Data security and risk management - Best Practices for Tagging AWS Resources

Data security and risk management

Within an AWS environment, you will probably have accounts with differing compliance and security requirements. For example, you might have a developer sandbox, and an account hosting the production environment for a highly regulated workload, such as processing payments. By isolating them into different accounts, you can apply distinct security controls, constrain access to sensitive data, and reduce the scope of audit for regulated workloads.

Adopting a single standard for all workloads can lead to challenges. While many controls apply equally across an environment, some controls are excessive or irrelevant for accounts that don't need to meet specific regulatory frameworks, and accounts where no personal identifiable data will ever be present (for example, a developer sandbox, or workload development accounts). This typically leads to false positive security findings that must be triaged and closed with no action, which takes effort away from findings that should be investigated.

Table 11 – Example data security and risk management tags

Use case Tag Key Rationale Example Values
Incident management example-inc:incident- management:escalationlog The system in use by the supporting team to log incidents jira, servicenow, zendesk
Incident management example-inc:incident- management:escalationpath Path of escalation ops-center, dev-ops, app-team
Data classification example-inc:data:classification Classify data for compliance and governance Public, Private, Confidential, Restricted
Compliance example-inc:compliance:framework Identifies the compliance framework the workload is subject to PCI-DSS, HIPAA

Manually managing different controls across an AWS environment is both time consuming and error prone. The next step is to automate the deployment of appropriate security controls, and configure inspection of resources, based on the classification of that account. By applying tags to the accounts and the resources within them, the deployment of controls can be automated and configured appropriately for the workload.

Example:

A workload includes an Amazon S3 bucket with the tag example-inc:data:classification with the value Private. The security tooling automation deploys AWS Config rule s3-bucket-public-read-prohibited, which checks the Amazon S3 bucket’s Block Public Access settings, the bucket policy, and the bucket access control list (ACL), confirming the bucket’s configuration is appropriate for its data classification. To ensure the content of the bucket is consistent with the classification, Amazon Macie can be configured to check for personal identifiable information (PII). The blog Using Amazon Macie to Validate S3 Bucket Data Classification explores this pattern in greater depth.

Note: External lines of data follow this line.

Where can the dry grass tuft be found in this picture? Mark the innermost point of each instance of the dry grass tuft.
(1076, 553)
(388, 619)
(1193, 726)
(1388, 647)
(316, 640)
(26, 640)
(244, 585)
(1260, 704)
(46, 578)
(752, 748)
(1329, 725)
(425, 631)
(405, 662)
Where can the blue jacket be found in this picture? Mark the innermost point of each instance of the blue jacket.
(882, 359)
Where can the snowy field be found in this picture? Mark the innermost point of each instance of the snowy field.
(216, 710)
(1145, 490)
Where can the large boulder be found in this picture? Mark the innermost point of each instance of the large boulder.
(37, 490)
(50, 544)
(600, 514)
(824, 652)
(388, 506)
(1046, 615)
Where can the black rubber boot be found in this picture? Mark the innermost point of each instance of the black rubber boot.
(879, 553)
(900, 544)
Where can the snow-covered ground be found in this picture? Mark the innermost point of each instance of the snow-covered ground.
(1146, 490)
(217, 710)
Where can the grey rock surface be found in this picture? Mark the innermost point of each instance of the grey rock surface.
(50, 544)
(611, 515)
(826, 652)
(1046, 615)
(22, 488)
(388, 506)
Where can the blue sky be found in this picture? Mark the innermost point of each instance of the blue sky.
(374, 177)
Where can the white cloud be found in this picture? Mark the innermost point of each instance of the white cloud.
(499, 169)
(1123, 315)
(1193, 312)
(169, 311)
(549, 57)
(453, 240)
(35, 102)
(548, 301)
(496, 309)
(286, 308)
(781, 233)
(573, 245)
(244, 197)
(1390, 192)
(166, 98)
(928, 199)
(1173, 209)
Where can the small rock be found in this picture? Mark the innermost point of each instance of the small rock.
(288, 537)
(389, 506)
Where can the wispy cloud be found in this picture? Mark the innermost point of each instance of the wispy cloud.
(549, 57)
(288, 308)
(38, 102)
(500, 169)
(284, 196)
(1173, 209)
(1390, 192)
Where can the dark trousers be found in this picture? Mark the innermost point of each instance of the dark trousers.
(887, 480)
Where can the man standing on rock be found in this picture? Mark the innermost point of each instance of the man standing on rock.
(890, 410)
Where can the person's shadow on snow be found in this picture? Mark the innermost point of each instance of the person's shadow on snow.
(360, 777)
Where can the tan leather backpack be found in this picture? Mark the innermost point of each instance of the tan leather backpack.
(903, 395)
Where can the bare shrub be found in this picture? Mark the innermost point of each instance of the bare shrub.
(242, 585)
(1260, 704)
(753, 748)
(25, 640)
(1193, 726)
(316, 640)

Certain regulatory environments, such as insurance and healthcare, might be subject to mandatory data retention policies. Data retention using tags, combined with Amazon S3 Lifecycle policies, can be an effective and simple way to scope object transitions to a different storage tier. Amazon S3 Lifecycle rules can also be used to expire objects for data deletion after the mandatory hold period expires. Refer to Simplify your data lifecycle by using object tags with Amazon S3 Lifecycle for an in-depth guide to this process.

Additionally, when triaging or addressing security finding, tags can provide the investigator with important context that helps qualify the risk, and aids in engaging the appropriate teams to investigate or mitigate the finding.